Es complicado imaginar cómo era la vida antes, cómo disfrutaba la gente de los momentos, de las experiencias… Lo que sí está claro es que no lo hacían con un aparato electrónico en sus manos.
Desde hace un año, he acudido a varios conciertos del cantante español Leiva, que ha adquirido la buena costumbre de pedir al público que intente no sacar el teléfono móvil en la última canción, no grabar por un par de minutos para poder conectar verdaderamente con lo que sucede mientras lo vivimos. Esto me hizo reflexionar ya que parece que se ha perdido la bonita costumbre de saborear el momento justo cuando este está ocurriendo, cuando lo estás viviendo, sin tener la absurda necesidad de plasmarlo en alguna red social o grabarlo para que quede guardado en el móvil. Es en ese instante en el que estás grabando: permaneces pendiente de la pantalla del aparato y dejas escapar las increíbles sutilezas que te ofrece disfrutar de la vida tal y como es, de los momentos cuando están aún sucediendo en vivo y en directo. “Poder conectar con un amanecer, conectar con un atardecer” decía el flaco.
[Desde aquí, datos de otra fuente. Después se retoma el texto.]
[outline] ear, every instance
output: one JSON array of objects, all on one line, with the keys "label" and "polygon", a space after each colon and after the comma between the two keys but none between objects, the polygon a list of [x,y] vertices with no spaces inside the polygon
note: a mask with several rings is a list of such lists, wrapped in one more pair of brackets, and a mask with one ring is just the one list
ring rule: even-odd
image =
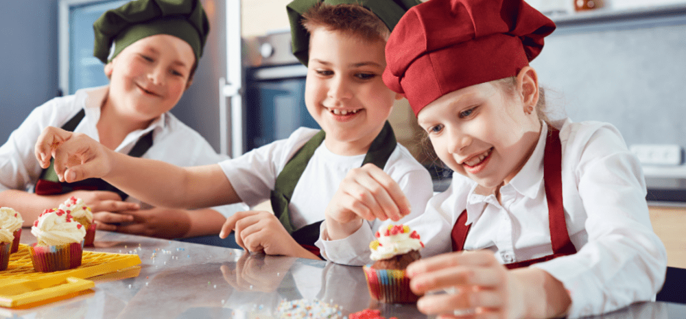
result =
[{"label": "ear", "polygon": [[525,108],[536,108],[539,93],[539,75],[536,70],[531,67],[524,67],[517,75],[517,85]]}]

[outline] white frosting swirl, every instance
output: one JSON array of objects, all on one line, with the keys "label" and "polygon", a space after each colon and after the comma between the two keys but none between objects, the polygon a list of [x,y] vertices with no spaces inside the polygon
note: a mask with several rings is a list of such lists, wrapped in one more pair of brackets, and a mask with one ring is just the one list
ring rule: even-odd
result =
[{"label": "white frosting swirl", "polygon": [[378,240],[370,244],[372,260],[388,259],[393,256],[419,250],[424,247],[416,231],[403,225],[382,227],[376,235]]},{"label": "white frosting swirl", "polygon": [[4,227],[0,228],[0,242],[11,243],[14,240],[14,232],[8,231]]},{"label": "white frosting swirl", "polygon": [[91,212],[91,208],[86,206],[81,198],[71,196],[64,201],[64,204],[60,204],[59,209],[71,214],[74,218],[86,217],[89,222],[93,223],[93,213]]},{"label": "white frosting swirl", "polygon": [[64,211],[47,210],[31,227],[39,244],[47,246],[80,243],[86,236],[86,228]]},{"label": "white frosting swirl", "polygon": [[14,233],[21,228],[24,220],[21,214],[10,207],[0,208],[0,226]]}]

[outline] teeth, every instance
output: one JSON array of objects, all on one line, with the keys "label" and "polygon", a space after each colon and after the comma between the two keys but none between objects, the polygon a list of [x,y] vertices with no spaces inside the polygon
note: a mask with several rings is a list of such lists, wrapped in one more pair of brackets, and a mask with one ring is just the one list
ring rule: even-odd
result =
[{"label": "teeth", "polygon": [[339,110],[338,108],[334,108],[331,111],[332,113],[336,115],[347,115],[348,113],[351,113],[351,114],[357,113],[357,112],[359,111],[359,110]]},{"label": "teeth", "polygon": [[471,158],[469,158],[467,161],[465,161],[464,163],[466,164],[468,166],[474,166],[481,163],[482,161],[484,161],[484,158],[486,158],[486,156],[488,156],[490,153],[490,150],[488,150],[479,155],[477,155],[474,157],[472,157]]}]

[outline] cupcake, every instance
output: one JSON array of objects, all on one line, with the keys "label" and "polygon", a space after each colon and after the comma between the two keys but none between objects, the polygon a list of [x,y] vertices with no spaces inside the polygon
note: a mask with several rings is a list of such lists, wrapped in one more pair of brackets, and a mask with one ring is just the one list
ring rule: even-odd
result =
[{"label": "cupcake", "polygon": [[418,296],[410,290],[405,270],[418,259],[424,248],[419,234],[405,225],[389,225],[377,232],[377,240],[369,244],[372,265],[362,268],[372,298],[387,303],[412,303]]},{"label": "cupcake", "polygon": [[21,237],[21,224],[24,220],[21,214],[10,207],[0,208],[0,227],[12,232],[14,239],[12,241],[10,253],[16,252],[19,250],[19,238]]},{"label": "cupcake", "polygon": [[64,211],[45,210],[31,228],[38,241],[29,246],[34,269],[47,272],[81,265],[84,228]]},{"label": "cupcake", "polygon": [[12,233],[14,232],[4,227],[4,225],[0,226],[0,270],[6,270],[10,263],[10,250],[14,240]]},{"label": "cupcake", "polygon": [[86,206],[81,198],[71,196],[64,204],[60,204],[59,209],[71,214],[74,220],[86,228],[84,246],[93,247],[93,241],[95,238],[95,223],[93,222],[93,213],[91,211],[91,207]]}]

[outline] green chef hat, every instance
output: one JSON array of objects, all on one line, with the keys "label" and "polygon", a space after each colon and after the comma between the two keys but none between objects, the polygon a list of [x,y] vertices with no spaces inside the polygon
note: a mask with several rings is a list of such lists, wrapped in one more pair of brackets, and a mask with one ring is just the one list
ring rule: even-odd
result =
[{"label": "green chef hat", "polygon": [[294,0],[286,5],[293,38],[293,54],[305,65],[307,65],[309,60],[309,34],[301,23],[303,14],[320,2],[329,5],[361,5],[374,12],[390,31],[393,31],[407,10],[421,3],[419,0]]},{"label": "green chef hat", "polygon": [[155,34],[169,34],[187,42],[197,62],[210,24],[200,0],[135,0],[102,14],[93,29],[93,55],[103,63],[133,43]]}]

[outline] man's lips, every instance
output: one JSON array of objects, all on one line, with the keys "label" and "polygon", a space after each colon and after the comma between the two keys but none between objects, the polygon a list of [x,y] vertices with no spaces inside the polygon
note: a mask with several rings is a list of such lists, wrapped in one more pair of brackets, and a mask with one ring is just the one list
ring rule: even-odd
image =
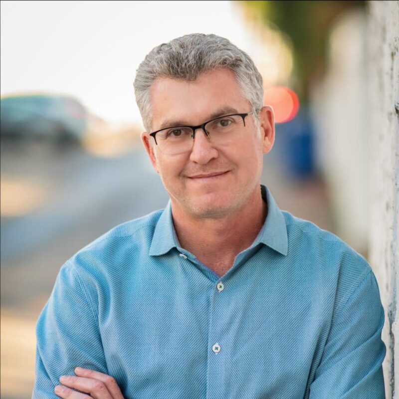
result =
[{"label": "man's lips", "polygon": [[225,171],[224,172],[215,172],[211,173],[204,173],[200,175],[195,175],[192,176],[187,176],[189,179],[205,179],[206,178],[213,178],[216,176],[221,176],[222,175],[225,175],[228,172],[228,171]]}]

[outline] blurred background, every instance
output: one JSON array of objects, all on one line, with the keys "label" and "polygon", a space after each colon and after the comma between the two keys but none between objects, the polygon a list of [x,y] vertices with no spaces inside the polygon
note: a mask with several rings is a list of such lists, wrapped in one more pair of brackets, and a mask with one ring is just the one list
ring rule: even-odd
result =
[{"label": "blurred background", "polygon": [[1,2],[1,397],[28,398],[34,327],[62,265],[166,205],[140,140],[135,71],[155,46],[226,37],[277,122],[262,183],[280,207],[367,257],[362,1]]}]

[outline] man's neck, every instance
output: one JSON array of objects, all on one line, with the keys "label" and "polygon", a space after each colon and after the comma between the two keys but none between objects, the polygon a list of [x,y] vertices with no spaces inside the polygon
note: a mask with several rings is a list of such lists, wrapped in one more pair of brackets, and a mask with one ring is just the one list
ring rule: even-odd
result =
[{"label": "man's neck", "polygon": [[181,246],[219,275],[224,274],[236,256],[253,242],[264,223],[267,207],[258,193],[241,208],[217,218],[190,217],[172,204]]}]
Con el móvil en el bolsillo, sin sentir la exigencia de sacarlo para hacer una fotografía y después compartirla con otros para transmitir la supuesta intensidad y grandiosidad que tratas que refleje la pantalla, que es aún mayor a tiempo real y que te estás perdiendo.
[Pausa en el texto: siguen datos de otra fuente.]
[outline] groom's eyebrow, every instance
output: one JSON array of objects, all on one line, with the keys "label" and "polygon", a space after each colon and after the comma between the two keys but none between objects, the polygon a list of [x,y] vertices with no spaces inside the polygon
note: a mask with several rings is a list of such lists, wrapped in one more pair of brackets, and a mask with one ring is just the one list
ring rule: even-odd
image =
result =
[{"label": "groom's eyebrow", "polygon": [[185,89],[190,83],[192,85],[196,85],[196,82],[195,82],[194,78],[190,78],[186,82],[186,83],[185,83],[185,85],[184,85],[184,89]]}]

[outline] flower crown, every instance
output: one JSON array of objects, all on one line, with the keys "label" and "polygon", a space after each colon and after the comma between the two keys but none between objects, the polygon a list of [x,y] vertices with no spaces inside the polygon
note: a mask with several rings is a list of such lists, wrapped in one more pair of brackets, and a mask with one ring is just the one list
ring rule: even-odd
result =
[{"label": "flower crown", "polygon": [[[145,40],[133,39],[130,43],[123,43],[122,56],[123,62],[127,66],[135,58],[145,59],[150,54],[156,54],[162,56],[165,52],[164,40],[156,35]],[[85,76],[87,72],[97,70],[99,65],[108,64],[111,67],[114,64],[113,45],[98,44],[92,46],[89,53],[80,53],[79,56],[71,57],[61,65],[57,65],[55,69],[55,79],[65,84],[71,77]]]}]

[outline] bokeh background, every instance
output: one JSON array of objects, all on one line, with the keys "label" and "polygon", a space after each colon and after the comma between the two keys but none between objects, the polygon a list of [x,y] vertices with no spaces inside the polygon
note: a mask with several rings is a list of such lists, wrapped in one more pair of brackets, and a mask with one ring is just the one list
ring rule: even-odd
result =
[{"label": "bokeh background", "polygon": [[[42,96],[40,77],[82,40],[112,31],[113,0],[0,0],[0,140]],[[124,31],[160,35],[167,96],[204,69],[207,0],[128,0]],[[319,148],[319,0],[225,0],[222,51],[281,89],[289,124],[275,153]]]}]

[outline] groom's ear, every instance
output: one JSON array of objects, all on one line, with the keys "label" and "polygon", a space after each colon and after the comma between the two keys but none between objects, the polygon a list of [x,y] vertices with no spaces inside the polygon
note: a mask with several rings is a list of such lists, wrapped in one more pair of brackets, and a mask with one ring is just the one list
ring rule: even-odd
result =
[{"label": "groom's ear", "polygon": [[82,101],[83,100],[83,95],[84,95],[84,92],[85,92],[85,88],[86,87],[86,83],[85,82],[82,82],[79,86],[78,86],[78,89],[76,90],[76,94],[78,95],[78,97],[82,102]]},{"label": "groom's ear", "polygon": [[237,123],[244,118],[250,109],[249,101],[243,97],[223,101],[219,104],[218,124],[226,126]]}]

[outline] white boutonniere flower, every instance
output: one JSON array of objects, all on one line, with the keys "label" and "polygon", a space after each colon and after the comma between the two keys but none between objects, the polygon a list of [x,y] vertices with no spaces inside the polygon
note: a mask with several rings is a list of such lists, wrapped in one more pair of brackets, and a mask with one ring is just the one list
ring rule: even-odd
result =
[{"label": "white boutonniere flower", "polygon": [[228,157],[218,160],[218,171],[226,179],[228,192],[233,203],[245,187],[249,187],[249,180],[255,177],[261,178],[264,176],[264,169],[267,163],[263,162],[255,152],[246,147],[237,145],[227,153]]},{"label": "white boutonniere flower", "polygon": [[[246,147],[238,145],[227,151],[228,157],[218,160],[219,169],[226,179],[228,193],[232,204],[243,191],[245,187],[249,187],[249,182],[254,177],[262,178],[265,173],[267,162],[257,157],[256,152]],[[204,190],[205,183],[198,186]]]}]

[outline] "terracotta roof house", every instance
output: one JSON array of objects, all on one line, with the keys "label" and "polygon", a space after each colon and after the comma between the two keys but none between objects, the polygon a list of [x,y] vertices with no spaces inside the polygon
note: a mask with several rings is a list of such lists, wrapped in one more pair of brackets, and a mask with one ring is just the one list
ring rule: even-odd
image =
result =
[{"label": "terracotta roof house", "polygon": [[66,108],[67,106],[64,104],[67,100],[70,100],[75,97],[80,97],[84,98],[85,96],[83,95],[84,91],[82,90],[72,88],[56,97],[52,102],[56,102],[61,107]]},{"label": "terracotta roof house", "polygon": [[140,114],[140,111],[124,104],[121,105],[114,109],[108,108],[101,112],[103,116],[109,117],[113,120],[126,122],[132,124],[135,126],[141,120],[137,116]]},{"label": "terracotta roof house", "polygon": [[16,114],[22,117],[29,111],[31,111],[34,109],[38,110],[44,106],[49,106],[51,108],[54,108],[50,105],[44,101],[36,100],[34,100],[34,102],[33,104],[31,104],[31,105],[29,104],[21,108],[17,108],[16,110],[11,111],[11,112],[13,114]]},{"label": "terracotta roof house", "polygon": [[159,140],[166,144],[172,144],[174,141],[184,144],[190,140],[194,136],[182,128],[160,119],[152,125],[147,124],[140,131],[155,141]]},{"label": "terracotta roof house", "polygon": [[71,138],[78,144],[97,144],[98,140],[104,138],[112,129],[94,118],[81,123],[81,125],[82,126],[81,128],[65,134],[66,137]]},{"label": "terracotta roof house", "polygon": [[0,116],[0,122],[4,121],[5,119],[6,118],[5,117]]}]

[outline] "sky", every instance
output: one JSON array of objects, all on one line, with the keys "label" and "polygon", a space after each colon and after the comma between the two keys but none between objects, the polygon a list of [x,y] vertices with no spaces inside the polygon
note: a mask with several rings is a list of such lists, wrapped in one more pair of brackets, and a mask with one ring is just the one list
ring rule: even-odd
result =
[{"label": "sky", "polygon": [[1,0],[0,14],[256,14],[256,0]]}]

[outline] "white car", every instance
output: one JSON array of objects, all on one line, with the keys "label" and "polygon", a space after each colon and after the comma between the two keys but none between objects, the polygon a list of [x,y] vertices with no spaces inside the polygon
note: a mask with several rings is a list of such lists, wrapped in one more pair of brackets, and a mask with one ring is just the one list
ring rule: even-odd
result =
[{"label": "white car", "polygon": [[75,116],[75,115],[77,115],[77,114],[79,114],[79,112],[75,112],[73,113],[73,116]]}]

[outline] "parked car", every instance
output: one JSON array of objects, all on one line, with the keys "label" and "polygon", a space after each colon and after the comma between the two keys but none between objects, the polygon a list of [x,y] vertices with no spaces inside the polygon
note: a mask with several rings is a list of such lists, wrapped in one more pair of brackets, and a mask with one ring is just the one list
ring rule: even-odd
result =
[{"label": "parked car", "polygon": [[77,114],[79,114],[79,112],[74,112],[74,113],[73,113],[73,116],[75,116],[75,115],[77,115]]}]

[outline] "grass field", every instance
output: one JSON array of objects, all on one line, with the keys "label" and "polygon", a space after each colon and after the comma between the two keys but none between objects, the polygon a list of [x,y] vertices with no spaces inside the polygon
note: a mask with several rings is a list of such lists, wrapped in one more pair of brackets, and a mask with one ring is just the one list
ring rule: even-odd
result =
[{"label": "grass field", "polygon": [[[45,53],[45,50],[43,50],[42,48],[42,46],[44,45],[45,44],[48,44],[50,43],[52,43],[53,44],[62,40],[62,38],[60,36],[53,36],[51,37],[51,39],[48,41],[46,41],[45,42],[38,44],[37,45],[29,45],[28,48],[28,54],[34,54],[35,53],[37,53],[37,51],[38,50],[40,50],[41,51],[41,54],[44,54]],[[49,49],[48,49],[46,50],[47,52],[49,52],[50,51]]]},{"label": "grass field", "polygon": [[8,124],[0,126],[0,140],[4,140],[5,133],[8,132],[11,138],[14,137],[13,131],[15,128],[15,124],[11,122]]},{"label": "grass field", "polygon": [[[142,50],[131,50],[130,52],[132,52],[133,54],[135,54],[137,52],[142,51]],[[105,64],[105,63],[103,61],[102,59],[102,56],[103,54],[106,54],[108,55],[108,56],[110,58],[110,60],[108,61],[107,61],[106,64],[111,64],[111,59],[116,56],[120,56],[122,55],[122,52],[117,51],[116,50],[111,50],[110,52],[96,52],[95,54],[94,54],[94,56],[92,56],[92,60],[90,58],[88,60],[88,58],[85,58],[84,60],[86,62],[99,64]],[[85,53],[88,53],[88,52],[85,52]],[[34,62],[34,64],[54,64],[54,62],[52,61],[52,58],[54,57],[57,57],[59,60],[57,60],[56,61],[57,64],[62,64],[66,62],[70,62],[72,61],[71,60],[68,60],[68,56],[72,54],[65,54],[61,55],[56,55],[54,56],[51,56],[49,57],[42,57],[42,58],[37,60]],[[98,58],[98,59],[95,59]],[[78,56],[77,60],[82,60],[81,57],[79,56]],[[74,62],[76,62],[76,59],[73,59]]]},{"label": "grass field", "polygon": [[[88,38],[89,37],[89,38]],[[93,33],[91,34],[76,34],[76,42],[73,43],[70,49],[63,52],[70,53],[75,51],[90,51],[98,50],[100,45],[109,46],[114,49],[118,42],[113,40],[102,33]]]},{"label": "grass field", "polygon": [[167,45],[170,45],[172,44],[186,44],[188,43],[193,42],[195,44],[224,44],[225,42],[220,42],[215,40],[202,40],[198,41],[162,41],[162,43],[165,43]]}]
Todos lo hacemos, vivimos en la era de la tecnología. Intentamos guardar imágenes y vídeos de momentos especiales, a menudo con buena intención, para poder recuperarlos en el futuro y refrescar esa sensación que experimentabas, pero que no estabas exprimiendo al máximo. No obstante, lo peor no es eludir la oportunidad de disfrutar la vida en directo para hacer una fotografía, sino el refugio donde nos vamos resguardando y adentrando de un modo profundo cuando, en lugar de mantener una conversación y pasarlo bien charlando con las personas, decidimos agachar la cabeza para fijar la vista en las pantallas de nuestros teléfonos. Cada vez hay más bloggers, youtubers, gente con Whatsapp… y menos lectores, menos concienciación de que hay que disfrutar de cada minuto de la vida y que esa esencia se encuentra en momentos como quedarte ensimismado mirando un paisaje en silencio, ver cómo tus amigos ríen, poder debatir y hablar sobre todo tipo de estupideces y temas escabrosos durante horas, y todo sin sentirte obligado a tener que mirar una pantalla; sin dejar que esos minutos de verdadera felicidad que componen la vida te los arrebate el tiempo que pierdes metiéndote en Facebook o Google.
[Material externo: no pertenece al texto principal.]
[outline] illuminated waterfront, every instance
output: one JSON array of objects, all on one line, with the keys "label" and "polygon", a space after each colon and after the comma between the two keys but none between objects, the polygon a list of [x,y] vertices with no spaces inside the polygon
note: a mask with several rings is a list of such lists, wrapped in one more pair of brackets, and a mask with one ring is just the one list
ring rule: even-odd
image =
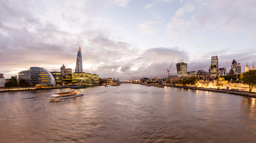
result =
[{"label": "illuminated waterfront", "polygon": [[256,98],[138,85],[0,93],[0,142],[253,142]]}]

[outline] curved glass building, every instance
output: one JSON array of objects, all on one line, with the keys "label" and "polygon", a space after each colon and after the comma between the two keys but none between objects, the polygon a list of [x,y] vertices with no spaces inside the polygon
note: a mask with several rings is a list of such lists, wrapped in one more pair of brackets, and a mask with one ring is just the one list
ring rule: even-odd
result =
[{"label": "curved glass building", "polygon": [[33,86],[46,86],[55,85],[55,80],[52,74],[47,70],[38,67],[31,67],[29,75]]}]

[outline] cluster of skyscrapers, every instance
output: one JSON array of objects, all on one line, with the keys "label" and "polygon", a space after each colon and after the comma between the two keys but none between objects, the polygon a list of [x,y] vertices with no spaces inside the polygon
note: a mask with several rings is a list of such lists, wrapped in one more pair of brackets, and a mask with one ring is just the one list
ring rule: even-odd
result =
[{"label": "cluster of skyscrapers", "polygon": [[[197,73],[195,72],[187,72],[188,64],[183,61],[180,61],[176,64],[177,76],[180,77],[186,77],[191,76],[199,76],[200,77],[206,78],[215,78],[220,76],[225,76],[228,74],[239,74],[241,72],[241,64],[237,63],[235,60],[233,60],[231,64],[231,69],[228,73],[226,70],[226,67],[228,66],[228,62],[223,67],[219,68],[219,61],[217,55],[212,56],[210,64],[209,69],[209,72],[203,70],[198,70]],[[254,70],[254,67],[252,64],[251,68]],[[249,66],[245,66],[245,72],[249,71]]]},{"label": "cluster of skyscrapers", "polygon": [[77,52],[75,72],[66,69],[64,64],[61,72],[49,72],[38,67],[30,67],[29,70],[19,73],[19,79],[24,79],[33,86],[52,86],[53,85],[98,85],[99,75],[83,72],[81,46]]}]

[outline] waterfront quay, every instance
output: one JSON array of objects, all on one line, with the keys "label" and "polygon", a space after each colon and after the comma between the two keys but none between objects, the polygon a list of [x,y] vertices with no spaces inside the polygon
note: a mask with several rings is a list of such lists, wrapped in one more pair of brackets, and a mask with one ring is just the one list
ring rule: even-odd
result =
[{"label": "waterfront quay", "polygon": [[136,84],[0,93],[0,142],[254,142],[256,98]]},{"label": "waterfront quay", "polygon": [[215,88],[197,88],[197,87],[189,87],[189,86],[173,86],[173,85],[170,85],[167,86],[170,87],[173,87],[173,88],[185,88],[185,89],[196,89],[196,90],[201,90],[201,91],[212,91],[212,92],[222,92],[222,93],[226,93],[226,94],[234,94],[234,95],[242,95],[242,96],[246,96],[246,97],[254,97],[256,98],[256,93],[254,92],[244,92],[244,91],[231,91],[231,90],[224,90],[224,89],[215,89]]}]

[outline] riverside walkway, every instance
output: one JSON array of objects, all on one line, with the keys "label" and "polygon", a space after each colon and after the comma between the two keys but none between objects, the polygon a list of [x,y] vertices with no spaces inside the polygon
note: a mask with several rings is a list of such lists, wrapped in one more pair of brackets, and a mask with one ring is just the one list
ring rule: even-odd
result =
[{"label": "riverside walkway", "polygon": [[201,90],[201,91],[212,91],[212,92],[222,92],[222,93],[226,93],[226,94],[235,94],[235,95],[256,98],[256,93],[255,92],[234,91],[231,91],[231,90],[222,90],[222,89],[213,89],[213,88],[201,88],[183,86],[170,85],[168,86],[173,87],[173,88],[185,88],[185,89],[193,89]]}]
Se puede seguir avanzando sin la precisión que defiende la indudable necesidad de los aparatos tecnológicos para el día a día. Son útiles, no cabe duda, pero nos reniegan a una especie de esclavitud basada en el hecho de tener que colgar publicaciones y wasapear para que los demás sepan lo que estás haciendo. Se priva, en cierto modo, de esa libertad que proporciona poder dejar el móvil en casa sin que tu padre o madre se preocupe porque no le contestas a los mensajes o las llamadas. Es útil para la comunicación, no cabe duda, pero no me imagino a mi padre compartiendo vídeos en directo en Instagram de un concierto de Supertramp o Van Morrison hace 30 años; me gusta más escuchar la crónica de esos conciertos a través de sus propias palabras, que aún transmiten emoción y estupefacción, una conexión verdadera con el ambiente, en unas décadas en las que las cabezas gachas no iban a parar de manera ensimismada a un pequeño aparato.
Las tecnologías son un medio eficaz para transmitir información e ideas, para comunicarse. Sin embargo, su objetivo más útil e inocente se ha ido desvirtuando con el tiempo para dar como resultado un mundo focalizado y dirigido únicamente en la dirección del avance tecnológico, llegando a comportar la pérdida del disfrute absoluto de las experiencias en directo y el fomento del control.